This document explores the National Oceanic and Atmospheric Administration (NOAA) Storm Database to adress the severity of weather events between 1950 and November 2011. We begin by defining the questions, give short answers then focus on the the fully reproducible research below.
Answer: Tornados
Answer: Flood and Drought
We prefilter the data by making use of a mapping table for the exponential fields.

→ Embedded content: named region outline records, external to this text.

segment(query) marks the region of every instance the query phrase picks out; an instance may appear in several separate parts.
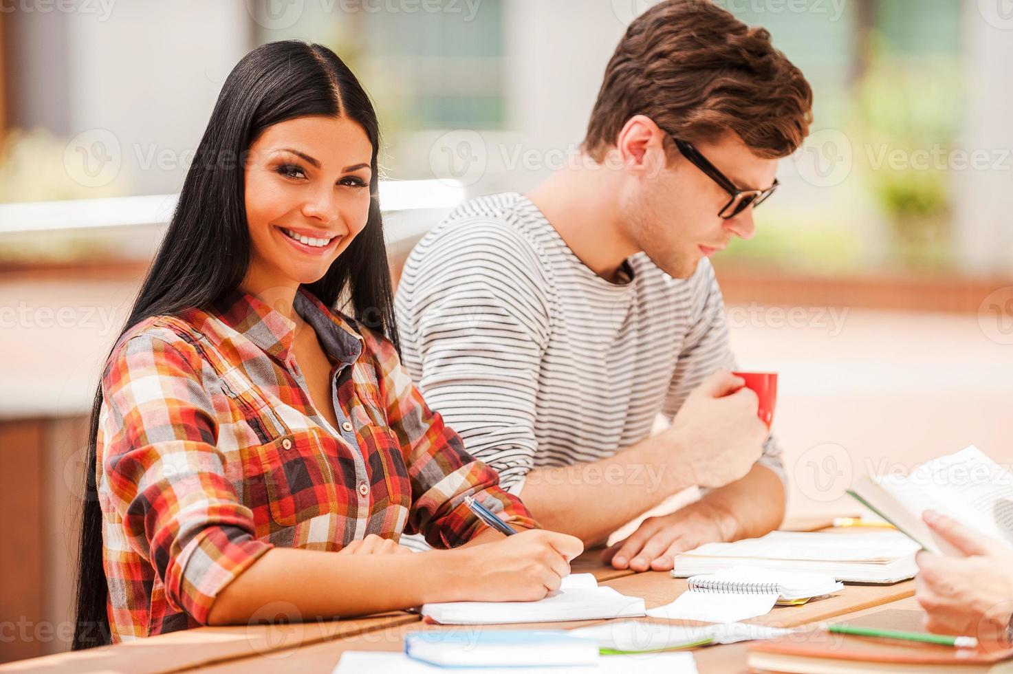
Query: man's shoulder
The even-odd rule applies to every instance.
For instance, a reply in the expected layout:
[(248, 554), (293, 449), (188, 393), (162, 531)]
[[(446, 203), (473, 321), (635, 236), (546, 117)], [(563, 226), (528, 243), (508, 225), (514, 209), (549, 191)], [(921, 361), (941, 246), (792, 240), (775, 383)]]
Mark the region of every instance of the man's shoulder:
[[(415, 245), (406, 272), (428, 265), (461, 265), (480, 258), (495, 265), (538, 268), (544, 260), (530, 202), (517, 193), (478, 197), (455, 208)], [(534, 208), (533, 205), (531, 205)]]

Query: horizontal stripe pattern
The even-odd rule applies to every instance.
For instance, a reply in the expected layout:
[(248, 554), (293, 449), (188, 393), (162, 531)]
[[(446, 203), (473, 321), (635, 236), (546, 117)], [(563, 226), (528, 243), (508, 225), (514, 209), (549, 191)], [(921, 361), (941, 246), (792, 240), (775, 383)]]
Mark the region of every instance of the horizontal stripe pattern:
[[(709, 260), (643, 253), (610, 283), (517, 193), (472, 200), (415, 246), (397, 291), (403, 362), (475, 457), (520, 493), (532, 468), (610, 456), (735, 367)], [(773, 438), (761, 462), (783, 479)]]

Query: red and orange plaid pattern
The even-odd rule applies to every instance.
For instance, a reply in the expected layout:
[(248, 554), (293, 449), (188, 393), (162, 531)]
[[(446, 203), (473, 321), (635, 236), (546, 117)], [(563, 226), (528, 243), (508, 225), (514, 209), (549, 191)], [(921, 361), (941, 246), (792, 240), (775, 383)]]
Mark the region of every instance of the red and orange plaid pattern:
[(114, 642), (204, 624), (275, 545), (418, 532), (453, 547), (484, 526), (469, 495), (536, 526), (425, 405), (393, 345), (305, 289), (295, 307), (333, 365), (336, 429), (306, 393), (295, 323), (247, 293), (149, 318), (116, 344), (96, 464)]

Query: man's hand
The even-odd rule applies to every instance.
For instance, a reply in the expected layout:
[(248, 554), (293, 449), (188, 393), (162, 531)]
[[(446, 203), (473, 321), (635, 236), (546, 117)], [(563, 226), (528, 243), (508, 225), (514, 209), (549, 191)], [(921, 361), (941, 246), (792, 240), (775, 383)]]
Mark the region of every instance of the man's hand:
[(688, 467), (700, 486), (723, 486), (750, 471), (769, 435), (757, 416), (757, 394), (730, 372), (715, 372), (693, 389), (669, 434), (680, 448), (672, 461)]
[(926, 511), (924, 519), (966, 555), (923, 550), (915, 557), (915, 598), (928, 613), (925, 628), (1005, 642), (1013, 614), (1013, 549), (944, 515)]
[(703, 502), (664, 517), (648, 517), (630, 534), (602, 553), (605, 564), (632, 571), (671, 571), (673, 557), (698, 545), (731, 540), (729, 516)]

We present the data separately and for the final results make use of a weighting logic, since fatalities are orders of magnitude more harmful than injuries, similar property vs crop damage.
The Data used for the analysis is downloaded directly from the course website Storm Data [47Mb]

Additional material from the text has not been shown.